Starting from first principles: Every company has a set of customer-facing transactions, a fraction of them are “self-servable”. That fraction is growing, but there are constraints that keep it from 100%. (See Will We Always Need Call Centers?) We can call this the self-service “coverage”. Transactions outside this coverage require a human.

The “self-servable” transactions can be made available via one or more self-serve channels: Web form, IVR, email, chat, etc. Each transaction has a “success rate”,  aka “containment rate”, that is some number less than 100%. The non-contained transactions also need a human.

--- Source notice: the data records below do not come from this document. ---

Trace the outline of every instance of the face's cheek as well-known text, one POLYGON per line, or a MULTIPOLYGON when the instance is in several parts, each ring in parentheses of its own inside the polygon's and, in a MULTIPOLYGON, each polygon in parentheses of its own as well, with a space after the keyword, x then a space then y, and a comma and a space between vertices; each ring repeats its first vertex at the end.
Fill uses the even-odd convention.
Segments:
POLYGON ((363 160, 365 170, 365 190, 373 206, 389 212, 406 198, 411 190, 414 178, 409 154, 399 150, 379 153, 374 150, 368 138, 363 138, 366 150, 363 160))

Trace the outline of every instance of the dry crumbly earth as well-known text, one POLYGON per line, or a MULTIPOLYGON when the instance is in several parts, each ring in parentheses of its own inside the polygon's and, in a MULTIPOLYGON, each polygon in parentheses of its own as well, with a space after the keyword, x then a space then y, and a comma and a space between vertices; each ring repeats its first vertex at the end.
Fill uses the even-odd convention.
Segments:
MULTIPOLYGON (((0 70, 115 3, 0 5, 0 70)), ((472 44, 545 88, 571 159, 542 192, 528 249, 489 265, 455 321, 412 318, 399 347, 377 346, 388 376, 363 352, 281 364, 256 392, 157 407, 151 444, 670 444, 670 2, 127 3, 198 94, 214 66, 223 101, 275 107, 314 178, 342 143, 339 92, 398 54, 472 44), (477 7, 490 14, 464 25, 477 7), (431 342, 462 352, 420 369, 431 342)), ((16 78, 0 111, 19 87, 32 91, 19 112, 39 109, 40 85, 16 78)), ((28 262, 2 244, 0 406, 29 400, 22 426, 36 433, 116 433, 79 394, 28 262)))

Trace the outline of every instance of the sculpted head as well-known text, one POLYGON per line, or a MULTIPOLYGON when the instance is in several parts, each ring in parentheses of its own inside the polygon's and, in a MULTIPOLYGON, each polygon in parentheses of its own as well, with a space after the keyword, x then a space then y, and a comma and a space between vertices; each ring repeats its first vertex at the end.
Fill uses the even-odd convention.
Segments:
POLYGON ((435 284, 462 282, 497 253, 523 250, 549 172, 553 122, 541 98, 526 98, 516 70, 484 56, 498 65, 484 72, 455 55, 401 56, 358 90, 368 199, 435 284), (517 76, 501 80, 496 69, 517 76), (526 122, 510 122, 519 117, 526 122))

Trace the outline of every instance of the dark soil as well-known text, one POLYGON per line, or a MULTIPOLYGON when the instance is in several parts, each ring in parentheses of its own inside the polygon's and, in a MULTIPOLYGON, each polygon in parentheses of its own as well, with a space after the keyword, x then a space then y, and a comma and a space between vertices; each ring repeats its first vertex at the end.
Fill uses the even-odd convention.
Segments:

So humans are needed for transactions in two situations:

  1. The transaction is not possible via self-service; or
  2. The self-serve process failed

In other words, if you want to reduce the number of human interactions, you have to increase coverage (i.e. take humans out of processes that previously needed them), OR increase containment (i.e. make self-serve processes more likely to succeed).


GUIDING PRINCIPLE #1:
If someone says AI will replace customer service agents you must ask: Is that due to an increase in self-serve coverage or containment?

THOSE ARE THE ONLY TWO MECHANISMS.

If you can’t answer that question, stop right there.

 

Generally, increasing coverage is the harder problem. Ask yourself, Why is this transaction not currently a candidate for self-serve? Given the huge cost savings of self-serve, most of the “low hanging fruit” has already been converted to self-serve. The transactions that are left may be too complicated, too nuanced, or too sensitive to be good candidates. AI isn’t likely to help here.

Another situation is there may be a “long-tail” of transactions where each is too rare to merit the effort to make it self-servable. AI isn’t likely to help here either.

AI is more likely to help on the other front: increasing the containment rate of existing self-serve transactions. It can do this by funneling loosely-phrased questions into established procedures, or by preemptively filling in information, or by skipping unnecessary steps in a transaction.

However, true success stories are rare so far. Today what companies and vendors report, if they report anything quantitative AT ALL, is how many conversations or interactions their AI system is processing. What I’m looking for is a company to say, “AI increased the containment rate of our flight-booking process by 10%”. Until we see data like that, it’s still the pre-game show. (See Bots Haven’t Truly Arrived Until We See Containment Stats.)

AI Improvements are Venue Agnostic

Whatever improvement AI brings, it can generally be applied to any self-serve venue. If you’ve developed a way to interpret, say, plain English requests for an airline ticket into actionable purchase (a very hard problem, by the way), there’s no reason you would apply this in your chat system and not make it available via your voice-interface too. The evolution of self-serve channels is unrelated to what’s going on with AI.


GUIDING PRINCIPLE #2:
Don’t confuse discussions about AI with discussions about self-service channels.

Both are interesting but ORTHOGONAL to each other.

That doesn’t mean that self-service channels aren’t fascinating. Quite the contrary! There are technology angles, e.g. vastly improved voice recognition. There are sociological angles, e.g. millions of people welcoming an always-listening device like Echo into their homes. There’s the clash-of-the-titans angle, e.g. Siri vs. Alexa vs. Cortana. There’s the generational angle: young’uns prefer text-based chat to phone calls. And more… all fascinating stuff!

But, again, the venue on which the self-serve happens is separate from whether, and how-much, AI can make that self-serve better. When you’re reading an article ask yourself, Is this really about AI or the venue?